Películas como Sombra blanca (White Shadow, 2013) del cineasta israelí Noaz Deshe, que señala el comercio de niños africanos albinos de Tanzania, ante la creencia de que su piel y órganos poseen propiedades curativas y atraen la buena fortuna. El documental Hombre negro, piel blanca (Black man, white skin, 2015) del español José Manuel Colón, quien denuncia el maltrato y acosamiento de los albinos en Tanzania y Mozambique, por una antigua creencia de crear pócimas a partir de partes de su cuerpo. A ello se añade la corta esperanza de vida de los albinos africanos, 30 años, quienes mueren de cáncer de piel dadas las condiciones ambientales del continente en el que viven. Y No soy una bruja de Rungano Nyoni, se convierten en documento visual de países en donde las arraigadas creencias vulneran los derechos humanos y colisionan con el desarrollo, la modernidad y la justicia social.

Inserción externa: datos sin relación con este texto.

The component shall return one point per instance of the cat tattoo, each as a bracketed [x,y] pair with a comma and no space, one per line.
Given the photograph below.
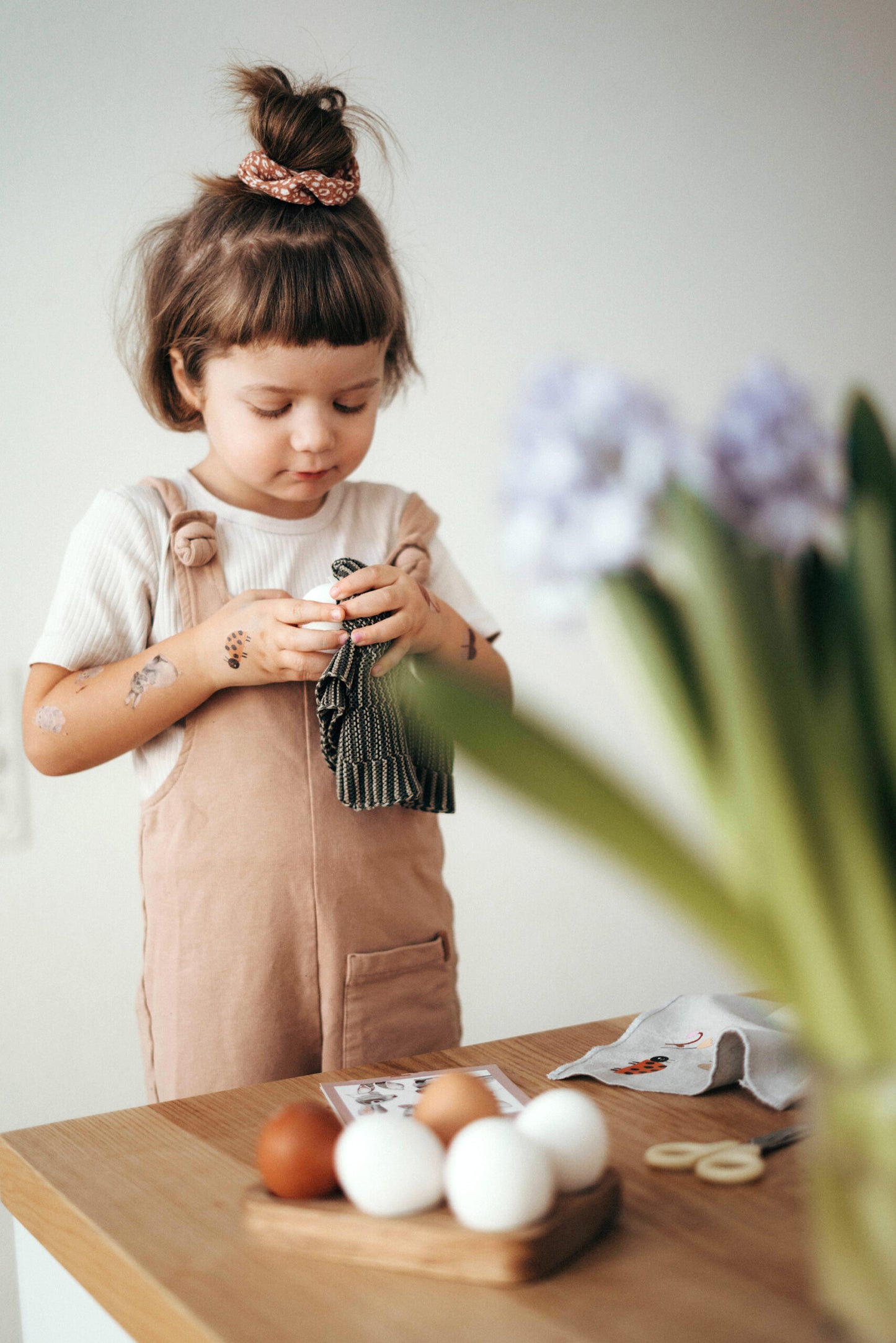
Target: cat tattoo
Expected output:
[87,675]
[159,672]
[234,646]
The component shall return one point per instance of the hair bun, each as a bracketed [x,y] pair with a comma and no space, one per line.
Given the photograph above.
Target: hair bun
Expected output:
[299,125]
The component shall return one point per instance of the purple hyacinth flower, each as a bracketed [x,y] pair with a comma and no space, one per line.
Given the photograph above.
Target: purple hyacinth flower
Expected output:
[773,471]
[590,453]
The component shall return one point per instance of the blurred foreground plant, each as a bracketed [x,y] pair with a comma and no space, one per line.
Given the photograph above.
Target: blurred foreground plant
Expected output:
[754,572]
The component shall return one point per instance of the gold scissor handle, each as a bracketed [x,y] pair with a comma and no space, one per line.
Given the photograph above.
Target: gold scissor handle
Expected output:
[737,1165]
[683,1157]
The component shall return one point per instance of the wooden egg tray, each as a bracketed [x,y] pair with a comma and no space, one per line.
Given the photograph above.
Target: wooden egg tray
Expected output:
[434,1243]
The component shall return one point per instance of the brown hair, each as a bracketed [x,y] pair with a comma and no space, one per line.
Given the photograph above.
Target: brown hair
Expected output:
[241,268]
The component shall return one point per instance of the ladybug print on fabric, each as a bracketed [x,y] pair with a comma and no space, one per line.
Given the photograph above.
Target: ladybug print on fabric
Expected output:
[236,648]
[645,1065]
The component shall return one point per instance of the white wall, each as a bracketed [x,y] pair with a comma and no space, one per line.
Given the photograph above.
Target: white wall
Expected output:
[668,184]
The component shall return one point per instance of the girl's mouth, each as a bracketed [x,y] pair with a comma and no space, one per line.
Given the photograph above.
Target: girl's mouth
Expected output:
[311,476]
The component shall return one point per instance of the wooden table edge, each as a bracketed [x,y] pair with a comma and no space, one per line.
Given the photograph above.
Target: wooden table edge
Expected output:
[138,1300]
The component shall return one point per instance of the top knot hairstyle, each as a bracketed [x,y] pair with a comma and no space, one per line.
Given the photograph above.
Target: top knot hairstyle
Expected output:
[245,268]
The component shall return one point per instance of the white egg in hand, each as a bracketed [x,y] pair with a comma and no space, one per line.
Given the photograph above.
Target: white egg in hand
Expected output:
[496,1178]
[572,1131]
[321,594]
[390,1166]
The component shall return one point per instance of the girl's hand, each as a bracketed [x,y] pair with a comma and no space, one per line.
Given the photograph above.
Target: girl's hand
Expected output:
[417,621]
[255,640]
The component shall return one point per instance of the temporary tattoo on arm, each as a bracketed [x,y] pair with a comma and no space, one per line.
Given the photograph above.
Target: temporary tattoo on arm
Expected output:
[50,719]
[87,675]
[236,648]
[157,673]
[430,601]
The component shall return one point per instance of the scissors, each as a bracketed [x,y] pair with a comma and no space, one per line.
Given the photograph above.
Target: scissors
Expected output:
[723,1163]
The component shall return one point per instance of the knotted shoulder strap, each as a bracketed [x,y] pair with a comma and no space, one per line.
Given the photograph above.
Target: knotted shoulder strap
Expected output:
[194,547]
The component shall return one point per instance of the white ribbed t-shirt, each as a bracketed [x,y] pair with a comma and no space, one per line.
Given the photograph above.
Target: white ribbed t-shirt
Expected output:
[117,593]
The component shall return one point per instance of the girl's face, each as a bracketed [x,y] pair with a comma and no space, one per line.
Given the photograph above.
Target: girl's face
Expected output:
[285,422]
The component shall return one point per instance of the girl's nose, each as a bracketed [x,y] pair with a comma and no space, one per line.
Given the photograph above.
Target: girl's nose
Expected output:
[312,432]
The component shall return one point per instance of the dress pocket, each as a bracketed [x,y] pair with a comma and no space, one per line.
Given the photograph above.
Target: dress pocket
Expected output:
[399,1002]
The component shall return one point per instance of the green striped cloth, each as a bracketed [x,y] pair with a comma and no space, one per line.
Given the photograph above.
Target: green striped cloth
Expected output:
[381,754]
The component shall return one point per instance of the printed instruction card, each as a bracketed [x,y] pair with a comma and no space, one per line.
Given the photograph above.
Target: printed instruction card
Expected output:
[399,1095]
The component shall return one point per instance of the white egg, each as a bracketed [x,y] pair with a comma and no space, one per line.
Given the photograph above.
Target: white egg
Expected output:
[496,1178]
[321,594]
[572,1131]
[390,1166]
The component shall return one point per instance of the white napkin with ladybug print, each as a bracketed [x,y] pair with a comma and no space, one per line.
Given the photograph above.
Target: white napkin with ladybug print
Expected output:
[701,1041]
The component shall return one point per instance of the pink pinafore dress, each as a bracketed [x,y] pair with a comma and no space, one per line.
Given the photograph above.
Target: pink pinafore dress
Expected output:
[284,934]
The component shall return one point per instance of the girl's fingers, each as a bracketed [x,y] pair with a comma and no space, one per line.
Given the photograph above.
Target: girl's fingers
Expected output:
[375,575]
[309,641]
[297,611]
[393,627]
[307,665]
[393,656]
[373,603]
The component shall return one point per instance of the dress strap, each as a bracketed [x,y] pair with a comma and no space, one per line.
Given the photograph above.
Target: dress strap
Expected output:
[194,551]
[415,531]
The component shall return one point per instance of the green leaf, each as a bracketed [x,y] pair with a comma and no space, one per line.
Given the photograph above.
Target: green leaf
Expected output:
[661,640]
[871,461]
[536,763]
[762,706]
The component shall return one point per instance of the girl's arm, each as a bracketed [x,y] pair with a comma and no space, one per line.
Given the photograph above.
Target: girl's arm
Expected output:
[468,653]
[420,624]
[74,720]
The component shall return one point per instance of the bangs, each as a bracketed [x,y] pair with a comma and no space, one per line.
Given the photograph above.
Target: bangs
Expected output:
[291,292]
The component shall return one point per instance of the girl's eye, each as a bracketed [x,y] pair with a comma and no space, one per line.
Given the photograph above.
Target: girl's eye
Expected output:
[343,410]
[270,414]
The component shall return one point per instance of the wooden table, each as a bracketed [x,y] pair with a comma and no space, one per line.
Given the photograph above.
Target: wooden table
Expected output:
[143,1208]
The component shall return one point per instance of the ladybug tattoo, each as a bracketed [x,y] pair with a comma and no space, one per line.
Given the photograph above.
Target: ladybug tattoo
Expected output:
[645,1065]
[236,648]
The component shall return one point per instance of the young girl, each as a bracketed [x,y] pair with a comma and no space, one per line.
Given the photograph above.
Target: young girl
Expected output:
[284,933]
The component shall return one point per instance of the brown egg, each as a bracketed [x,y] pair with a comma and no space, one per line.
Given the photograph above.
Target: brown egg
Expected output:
[453,1101]
[296,1150]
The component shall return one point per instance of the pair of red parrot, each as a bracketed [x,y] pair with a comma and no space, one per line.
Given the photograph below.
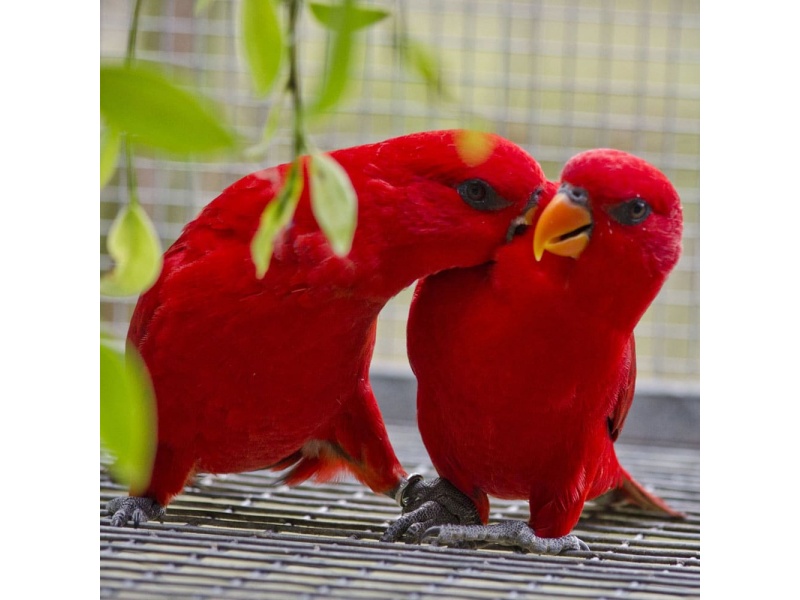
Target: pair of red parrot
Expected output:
[520,337]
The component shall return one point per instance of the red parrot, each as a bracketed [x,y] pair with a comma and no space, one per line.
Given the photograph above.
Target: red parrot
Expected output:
[526,366]
[253,373]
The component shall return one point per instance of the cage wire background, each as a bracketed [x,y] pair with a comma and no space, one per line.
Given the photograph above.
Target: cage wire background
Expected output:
[555,76]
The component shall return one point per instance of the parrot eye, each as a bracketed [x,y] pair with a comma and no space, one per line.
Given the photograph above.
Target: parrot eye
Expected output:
[481,196]
[630,212]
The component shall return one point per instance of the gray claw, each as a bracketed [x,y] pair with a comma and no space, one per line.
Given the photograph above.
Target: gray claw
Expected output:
[133,508]
[427,504]
[516,534]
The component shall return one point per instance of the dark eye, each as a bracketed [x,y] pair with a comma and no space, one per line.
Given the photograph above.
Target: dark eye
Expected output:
[630,212]
[481,196]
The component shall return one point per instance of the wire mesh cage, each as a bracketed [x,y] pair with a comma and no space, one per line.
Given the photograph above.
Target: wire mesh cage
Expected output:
[555,76]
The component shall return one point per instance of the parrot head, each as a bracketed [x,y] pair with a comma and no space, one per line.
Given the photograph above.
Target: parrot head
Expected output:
[615,219]
[427,202]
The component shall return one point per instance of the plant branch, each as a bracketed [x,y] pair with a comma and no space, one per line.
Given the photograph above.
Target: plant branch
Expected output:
[293,84]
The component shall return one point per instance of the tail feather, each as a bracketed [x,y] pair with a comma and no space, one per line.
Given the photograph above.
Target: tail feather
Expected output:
[321,461]
[634,492]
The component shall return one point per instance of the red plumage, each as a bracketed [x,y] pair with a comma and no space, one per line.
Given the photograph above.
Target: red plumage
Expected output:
[526,369]
[253,373]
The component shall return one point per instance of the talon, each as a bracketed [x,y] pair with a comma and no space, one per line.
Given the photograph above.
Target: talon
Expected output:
[135,509]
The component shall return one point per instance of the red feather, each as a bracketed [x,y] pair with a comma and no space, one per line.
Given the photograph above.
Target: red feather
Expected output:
[254,373]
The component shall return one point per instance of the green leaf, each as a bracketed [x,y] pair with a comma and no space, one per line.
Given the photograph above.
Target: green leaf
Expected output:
[474,147]
[127,414]
[141,101]
[134,246]
[420,59]
[262,42]
[201,7]
[360,17]
[340,52]
[110,146]
[333,201]
[275,216]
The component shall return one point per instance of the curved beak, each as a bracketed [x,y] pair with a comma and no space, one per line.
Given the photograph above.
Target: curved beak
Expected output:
[564,227]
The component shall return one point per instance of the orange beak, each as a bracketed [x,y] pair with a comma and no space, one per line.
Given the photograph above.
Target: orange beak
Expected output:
[564,228]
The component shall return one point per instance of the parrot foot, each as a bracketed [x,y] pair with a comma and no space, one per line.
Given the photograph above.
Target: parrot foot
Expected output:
[507,533]
[133,508]
[427,504]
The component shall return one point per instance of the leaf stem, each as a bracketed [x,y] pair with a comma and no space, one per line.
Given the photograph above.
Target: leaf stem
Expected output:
[132,32]
[299,145]
[133,195]
[130,171]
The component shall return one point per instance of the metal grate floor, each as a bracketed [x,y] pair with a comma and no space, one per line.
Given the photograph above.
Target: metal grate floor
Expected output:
[243,536]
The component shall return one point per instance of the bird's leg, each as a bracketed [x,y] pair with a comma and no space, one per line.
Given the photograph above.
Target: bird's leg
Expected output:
[427,504]
[133,508]
[506,533]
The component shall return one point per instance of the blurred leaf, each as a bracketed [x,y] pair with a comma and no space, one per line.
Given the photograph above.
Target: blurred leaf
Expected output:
[474,147]
[134,246]
[340,52]
[127,414]
[333,201]
[360,17]
[141,101]
[262,42]
[420,59]
[275,216]
[259,150]
[201,6]
[110,146]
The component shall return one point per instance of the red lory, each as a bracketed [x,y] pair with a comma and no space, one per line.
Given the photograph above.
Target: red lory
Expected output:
[526,366]
[252,373]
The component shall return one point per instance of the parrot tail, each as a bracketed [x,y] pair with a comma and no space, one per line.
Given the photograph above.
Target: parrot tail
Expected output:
[633,491]
[321,460]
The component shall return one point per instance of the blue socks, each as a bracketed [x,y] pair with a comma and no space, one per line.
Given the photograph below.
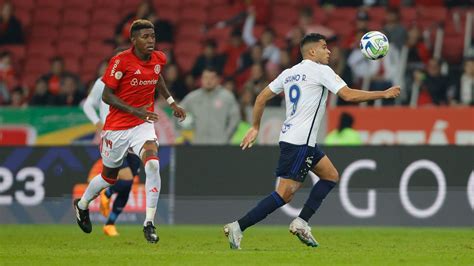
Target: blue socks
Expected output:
[122,187]
[263,208]
[316,197]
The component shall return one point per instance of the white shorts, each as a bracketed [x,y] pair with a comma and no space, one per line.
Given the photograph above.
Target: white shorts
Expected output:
[116,144]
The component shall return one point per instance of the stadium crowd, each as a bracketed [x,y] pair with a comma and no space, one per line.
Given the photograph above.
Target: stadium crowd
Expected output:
[247,42]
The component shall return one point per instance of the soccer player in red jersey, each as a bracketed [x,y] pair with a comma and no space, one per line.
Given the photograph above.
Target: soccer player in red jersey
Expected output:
[130,83]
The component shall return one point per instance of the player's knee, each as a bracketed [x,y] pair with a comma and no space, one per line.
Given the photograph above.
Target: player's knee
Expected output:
[334,176]
[152,165]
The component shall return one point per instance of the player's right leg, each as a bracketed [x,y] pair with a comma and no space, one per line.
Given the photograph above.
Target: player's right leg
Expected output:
[291,157]
[113,149]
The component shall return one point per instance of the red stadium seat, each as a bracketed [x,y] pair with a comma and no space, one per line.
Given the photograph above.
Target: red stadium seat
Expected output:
[220,13]
[347,14]
[18,51]
[453,48]
[438,13]
[42,49]
[99,49]
[79,4]
[70,48]
[102,31]
[49,4]
[44,31]
[109,4]
[76,17]
[104,16]
[46,16]
[73,33]
[193,16]
[24,15]
[23,4]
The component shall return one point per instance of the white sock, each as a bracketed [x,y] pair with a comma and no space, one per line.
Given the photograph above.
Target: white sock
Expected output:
[153,188]
[92,191]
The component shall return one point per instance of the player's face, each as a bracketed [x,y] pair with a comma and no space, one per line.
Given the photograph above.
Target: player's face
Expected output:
[321,52]
[144,41]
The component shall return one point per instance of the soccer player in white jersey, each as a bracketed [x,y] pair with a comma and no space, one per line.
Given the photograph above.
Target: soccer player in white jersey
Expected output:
[127,171]
[306,86]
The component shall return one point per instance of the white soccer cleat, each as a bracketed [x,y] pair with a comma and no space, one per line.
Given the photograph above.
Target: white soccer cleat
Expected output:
[301,229]
[234,234]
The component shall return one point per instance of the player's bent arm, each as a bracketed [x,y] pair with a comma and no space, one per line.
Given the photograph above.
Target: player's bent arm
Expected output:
[351,95]
[111,99]
[260,103]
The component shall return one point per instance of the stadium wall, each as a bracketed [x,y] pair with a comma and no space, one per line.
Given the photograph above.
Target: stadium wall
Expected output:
[397,185]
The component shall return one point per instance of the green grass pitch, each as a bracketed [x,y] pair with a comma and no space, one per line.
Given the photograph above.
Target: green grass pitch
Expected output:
[262,245]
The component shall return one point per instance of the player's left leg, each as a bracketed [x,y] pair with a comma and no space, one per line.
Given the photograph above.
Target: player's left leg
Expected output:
[153,187]
[329,176]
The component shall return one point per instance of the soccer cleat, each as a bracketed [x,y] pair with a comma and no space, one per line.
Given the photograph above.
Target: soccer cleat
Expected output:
[150,233]
[110,230]
[234,234]
[82,218]
[301,229]
[104,204]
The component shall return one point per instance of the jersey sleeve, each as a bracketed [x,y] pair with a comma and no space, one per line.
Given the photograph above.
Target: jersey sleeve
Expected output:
[276,86]
[92,102]
[114,73]
[331,80]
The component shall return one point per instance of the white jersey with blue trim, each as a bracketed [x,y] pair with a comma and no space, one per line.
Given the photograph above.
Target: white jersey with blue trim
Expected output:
[306,88]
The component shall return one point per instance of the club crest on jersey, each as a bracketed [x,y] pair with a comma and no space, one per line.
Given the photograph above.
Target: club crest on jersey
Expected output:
[157,69]
[118,75]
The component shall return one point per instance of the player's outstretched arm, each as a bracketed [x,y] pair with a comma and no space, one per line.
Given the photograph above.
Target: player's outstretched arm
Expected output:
[178,111]
[111,99]
[351,95]
[258,108]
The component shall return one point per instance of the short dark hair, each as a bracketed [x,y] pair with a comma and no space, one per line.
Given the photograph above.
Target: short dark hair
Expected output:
[312,37]
[140,24]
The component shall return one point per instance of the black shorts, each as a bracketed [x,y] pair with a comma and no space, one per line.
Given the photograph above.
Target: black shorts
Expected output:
[132,161]
[296,160]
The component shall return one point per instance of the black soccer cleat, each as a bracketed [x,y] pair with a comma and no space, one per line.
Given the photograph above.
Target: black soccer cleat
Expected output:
[150,233]
[82,218]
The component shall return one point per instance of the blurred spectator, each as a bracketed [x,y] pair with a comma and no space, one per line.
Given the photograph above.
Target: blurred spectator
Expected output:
[430,88]
[307,23]
[293,45]
[175,84]
[69,93]
[252,56]
[10,27]
[464,94]
[338,63]
[41,96]
[57,74]
[209,57]
[271,53]
[145,10]
[361,26]
[7,76]
[393,29]
[214,110]
[357,62]
[17,98]
[344,134]
[233,52]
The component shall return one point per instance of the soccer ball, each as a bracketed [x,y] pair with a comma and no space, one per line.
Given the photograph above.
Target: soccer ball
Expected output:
[374,45]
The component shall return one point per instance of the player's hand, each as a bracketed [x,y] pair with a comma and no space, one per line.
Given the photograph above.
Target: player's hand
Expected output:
[249,138]
[392,92]
[178,112]
[99,126]
[143,113]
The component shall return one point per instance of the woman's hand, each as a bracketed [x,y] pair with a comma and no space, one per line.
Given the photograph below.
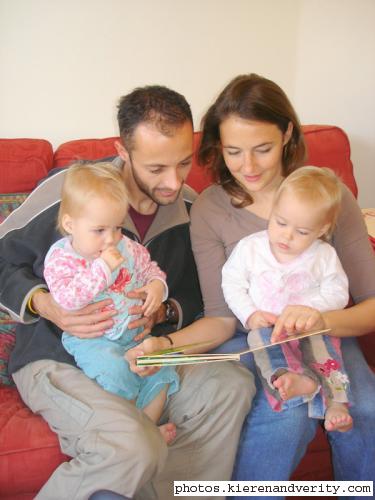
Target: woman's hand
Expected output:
[90,321]
[148,346]
[296,319]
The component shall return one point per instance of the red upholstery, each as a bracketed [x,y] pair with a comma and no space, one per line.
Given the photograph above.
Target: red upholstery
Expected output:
[23,162]
[29,450]
[328,146]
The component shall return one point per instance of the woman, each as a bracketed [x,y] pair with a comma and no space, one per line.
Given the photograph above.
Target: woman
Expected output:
[251,140]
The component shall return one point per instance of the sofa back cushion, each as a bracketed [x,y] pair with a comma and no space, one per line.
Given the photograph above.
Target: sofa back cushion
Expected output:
[327,146]
[23,162]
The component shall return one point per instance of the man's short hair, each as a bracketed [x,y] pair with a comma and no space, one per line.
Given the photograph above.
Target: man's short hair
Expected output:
[160,106]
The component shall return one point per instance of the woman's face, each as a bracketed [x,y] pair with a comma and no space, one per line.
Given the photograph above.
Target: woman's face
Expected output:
[252,151]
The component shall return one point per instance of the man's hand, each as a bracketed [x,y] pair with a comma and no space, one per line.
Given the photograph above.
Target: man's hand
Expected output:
[148,346]
[90,321]
[260,319]
[146,322]
[112,257]
[154,296]
[296,319]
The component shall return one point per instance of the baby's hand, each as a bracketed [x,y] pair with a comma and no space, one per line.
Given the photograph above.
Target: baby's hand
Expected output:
[260,319]
[154,296]
[296,319]
[112,257]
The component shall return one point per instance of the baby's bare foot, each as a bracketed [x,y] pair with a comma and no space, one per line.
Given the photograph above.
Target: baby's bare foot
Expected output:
[291,385]
[338,418]
[168,431]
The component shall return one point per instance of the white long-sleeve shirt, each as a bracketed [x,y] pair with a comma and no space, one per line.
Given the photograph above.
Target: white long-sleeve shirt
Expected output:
[252,278]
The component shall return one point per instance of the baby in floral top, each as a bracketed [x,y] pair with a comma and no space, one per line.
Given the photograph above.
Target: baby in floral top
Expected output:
[95,261]
[290,269]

Coproducida por Reino Unido, Francia y Alemania y Ganadora del Premio BAFTA 2017 al Mejor debut de un director para Rungano Nyoni, No soy una bruja subraya particularmente la violencia de género pues mientras el brujo de la aldea es respetado y tratado con autoridad para esclarecer la autenticidad de las hechiceras, las mujeres pueden ser inculpadas por cualquiera a partir falsos testimonios sustentados por envidias, rencores o celos. El linchamiento social es perenne incluso para aquéllas que han logrado la respetabilidad social al casarse como un poderoso funcionario, como lo muestra el filme. Si bien el tratamiento de los personajes es limitado, predomina en ella la denuncia social y el lirismo de ciertas imágenes. Mujeres corriendo a campo abierto con sus listones-cadena; el rostro bellísimo e inocente de Shula y su desconcierto ante el mundo adulto o su danza de la lluvia como un grito desesperado de supervivencia son ingredientes memorables del hechizo visual del filme.